Perhaps then I could say, ‘Scripture is life-giving truth, communicated through Jesus Christ’.

What do you think?

3 comments:

Rhys said...

I think the definition works well for a sympathetic audience, but a hostile audience will raise all sorts of questions about literal truths of history, about ethical truths, truths of wisdom, of dogma and so on. I suppose these are actually hermeneutic issues.
I think we should not forget the brilliant pieces by Oliver O'Donovan, the fulcrum sermons, which seem to me a wonderfully sustained and largely unanswered orthodox view of the issues in the Windsor Report. He describes scripture there (perhaps more cumbrously than usual); "Scripture is, we may say, God's administration of his self-announcement, the record he has authorised to it and the seal he has set on it to confirm that it is true".

Peter Carrell said...

That is a bit cumbersome of Oliver O' Donovan's, Rhys!
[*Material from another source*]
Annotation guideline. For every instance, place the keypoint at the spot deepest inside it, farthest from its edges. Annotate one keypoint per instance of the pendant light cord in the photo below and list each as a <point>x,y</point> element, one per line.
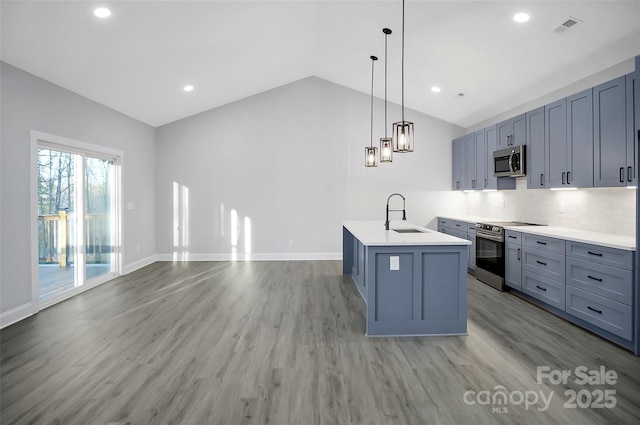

The issues a hostile audience could raise are not readily dealt with in a one sentence definition ... but need careful working through, issue by issue.

rhys said...

Peter,
Well it does come at the close of a closely argued line of thinking!
I don't think we can construct a summary statement without a sense of its potential audience, friendly and hostile, and there is a challenge to contain within it the principles which will unfold to deal with the hostility.
For this reason I think it needs to hint at a solution to the two testaments hermeneutical issues.